La panne des disciples

  • Les disciples étaient confinés dans la chambre haute pour la Cène – mais Jésus était confiné avec eux. Ils s’étaient « retirés », « isolés » pour ce moment particulièrement intense ; celui des adieux – eux l’ignoraient, mais lui savait. Le dernier repas. Ce confinement était une retraite.
  • Après la mort de Jésus, c’est son corps qui était confiné dans un tombeau. Ce confinement-là n’était pas une retraite, mais plutôt un cloisonnement. On avait pris toutes les précautions : une très grande pierre bouchait le passage. Sait-on jamais.
  • Les disciples s’étaient aussi retirés de leur côté, par peur – c’était en quelque sorte un confinement. Dans la déception et dans l’angoisse. Pour échapper, si possible, à la rage destructrice des élites religieuses. Portes verrouillées.
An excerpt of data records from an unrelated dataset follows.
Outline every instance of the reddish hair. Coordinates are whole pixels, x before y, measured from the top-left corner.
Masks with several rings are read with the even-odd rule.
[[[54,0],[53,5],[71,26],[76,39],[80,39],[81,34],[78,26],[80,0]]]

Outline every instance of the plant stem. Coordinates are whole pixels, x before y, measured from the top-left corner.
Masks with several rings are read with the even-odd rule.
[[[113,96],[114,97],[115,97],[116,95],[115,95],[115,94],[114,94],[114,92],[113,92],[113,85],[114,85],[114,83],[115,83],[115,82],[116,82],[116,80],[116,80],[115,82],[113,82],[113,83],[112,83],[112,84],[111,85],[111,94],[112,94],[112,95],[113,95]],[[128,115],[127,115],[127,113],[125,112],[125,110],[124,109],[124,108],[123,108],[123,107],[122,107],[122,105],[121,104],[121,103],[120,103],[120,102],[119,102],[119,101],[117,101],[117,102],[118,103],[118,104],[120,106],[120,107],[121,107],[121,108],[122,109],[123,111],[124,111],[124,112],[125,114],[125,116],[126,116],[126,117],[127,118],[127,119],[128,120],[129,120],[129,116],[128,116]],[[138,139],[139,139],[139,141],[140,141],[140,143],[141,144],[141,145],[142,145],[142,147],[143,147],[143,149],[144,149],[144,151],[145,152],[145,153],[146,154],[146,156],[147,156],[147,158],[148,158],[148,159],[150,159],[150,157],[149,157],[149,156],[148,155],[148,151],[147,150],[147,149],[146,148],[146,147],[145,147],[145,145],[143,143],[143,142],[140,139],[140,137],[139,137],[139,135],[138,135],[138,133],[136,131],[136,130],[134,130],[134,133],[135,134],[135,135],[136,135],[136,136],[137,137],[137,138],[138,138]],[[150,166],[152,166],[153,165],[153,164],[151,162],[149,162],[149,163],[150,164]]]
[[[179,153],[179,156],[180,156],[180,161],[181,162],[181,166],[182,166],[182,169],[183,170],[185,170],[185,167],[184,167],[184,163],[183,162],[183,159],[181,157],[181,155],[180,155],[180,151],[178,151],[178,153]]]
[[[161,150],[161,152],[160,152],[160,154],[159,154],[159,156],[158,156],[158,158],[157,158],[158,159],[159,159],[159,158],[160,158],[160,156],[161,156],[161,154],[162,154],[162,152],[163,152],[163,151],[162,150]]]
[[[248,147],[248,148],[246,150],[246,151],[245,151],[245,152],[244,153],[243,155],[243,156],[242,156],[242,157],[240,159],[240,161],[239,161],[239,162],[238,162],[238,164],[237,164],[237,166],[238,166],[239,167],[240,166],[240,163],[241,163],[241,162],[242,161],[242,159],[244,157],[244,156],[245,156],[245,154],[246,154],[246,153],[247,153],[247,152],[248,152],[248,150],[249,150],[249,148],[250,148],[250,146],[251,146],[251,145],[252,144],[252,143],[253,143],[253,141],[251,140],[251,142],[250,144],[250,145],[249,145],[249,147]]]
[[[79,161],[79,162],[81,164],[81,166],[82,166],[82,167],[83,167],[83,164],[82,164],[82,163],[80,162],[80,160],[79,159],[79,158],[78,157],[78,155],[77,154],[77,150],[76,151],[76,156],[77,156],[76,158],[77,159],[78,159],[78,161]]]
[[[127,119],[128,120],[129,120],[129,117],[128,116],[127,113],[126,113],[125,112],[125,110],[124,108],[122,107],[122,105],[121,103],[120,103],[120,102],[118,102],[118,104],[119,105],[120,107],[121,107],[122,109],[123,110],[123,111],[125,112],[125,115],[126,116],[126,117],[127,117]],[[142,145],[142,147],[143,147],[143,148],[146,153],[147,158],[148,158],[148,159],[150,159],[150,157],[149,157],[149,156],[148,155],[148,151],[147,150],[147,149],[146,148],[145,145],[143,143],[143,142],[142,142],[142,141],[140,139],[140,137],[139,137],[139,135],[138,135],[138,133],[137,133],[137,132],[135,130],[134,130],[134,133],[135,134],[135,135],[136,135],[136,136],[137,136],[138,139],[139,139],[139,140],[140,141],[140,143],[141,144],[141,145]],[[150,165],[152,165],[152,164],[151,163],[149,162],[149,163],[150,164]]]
De nouveau un cloisonnement. Volontaire.

Comme nous le proclamons dans le Credo, la mort n’a eu aucun pouvoir d’emprisonnement sur le Vivant : elle-même a été terrassée. Mais les disciples étaient toujours morts… de peur. Alors le Christ leur a dépêché des messagères, Marie de Magdala et ses compagnes, puis il s’est fait voir à eux. Il n’a pas brisé la porte. Il a respecté leur confinement. Mais il leur a insufflé la Joie : « Ils n’arrivaient pas encore à croire, tellement ils étaient remplis de joie et d’étonnement. » (Luc 24,41)

Oui, je le concède, c’est surprenant : la joie d’abord, la foi ensuite. Dans la narration de Luc, aucun reproche n’est adressé aux disciples, du genre « hommes de peu de foi ». Leur doute est compréhensible. L’important, c’est que la joie, suivie de la foi leur ont redonné vie !

Nous aussi, en cette semaine sainte, nous sommes confinés.

Que nous puissions tous nous réjouir en Lui !

Joyeuses Pâques !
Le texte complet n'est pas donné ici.